Extra capacity brings bigger ships in Iraq

Basra Gateway Terminal (BGT) has welcomed its largest container vessel at Iraq’s Port of Umm Qasr, where a new terminal development programme has progressively boosted capacity.

Evergreen’s 5,652 teu-capacity Ever Useful, with a length of 285 m, beam of 40 m and a weight of 69,246 tonnes, called at Berth 27 at the end of August.

BGT, operated by International Container Terminal Services, Inc. (ICTSI), handled 4,500 teu during the call and achieved a net move rate of over 50 moves per hour with a two-quay crane operation.

BGT’s chief executive officer Phillip Marsham said: “The call of the Ever Useful symbolises how far Umm Qasr has come in improving port infrastructure to meet today’s global logistic chain requirements.

“It also clearly demonstrates the growing confidence of container lines in the economy of Iraq and the associated container trade growth.”

In 2014, ICTSI signed a contract with the General Company for Ports of Iraq to operate, develop and expand the container facilities at Umm Qasr.

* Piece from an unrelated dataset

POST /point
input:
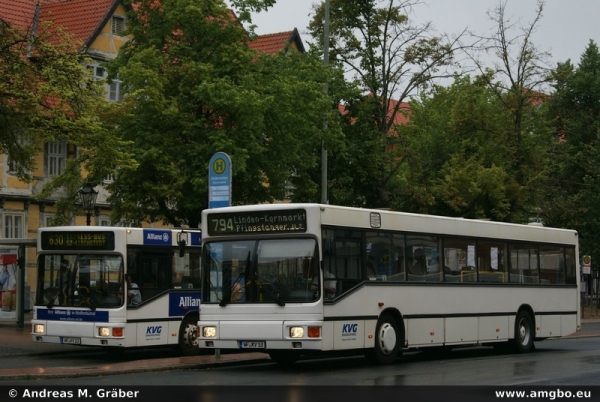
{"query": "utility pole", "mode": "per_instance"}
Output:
(324, 199)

Berth 27 is part of the three new berths planned for the new terminal complex that will feature a total berth length of 600 m, maximum draught of 14 m alongside and a terminal area of 30 ha.

The complex is expected to be completed in 2019 and will raise BGT’s annual handing capacity to 1m teu and the overall terminal design will enable the handling of vessels of up to 9,000 teu.

Three super post-Panamax quay cranes and seven additional rubber-tyre gantry (RTG) cranes will be installed to optimise the landside handling operations.

Hans-Ole Madsen, ICTSI senior vice president and Europe, Middle East and Africa regional head, said: “ICTSI is pleased to take a leading role in investing in Iraq’s port infrastructure, enabling the country to connect most efficiently with global liner services.

“The ability to serve direct calls from large vessels has reduced cost and cargo transit times and brings other key benefits to cargo importers.”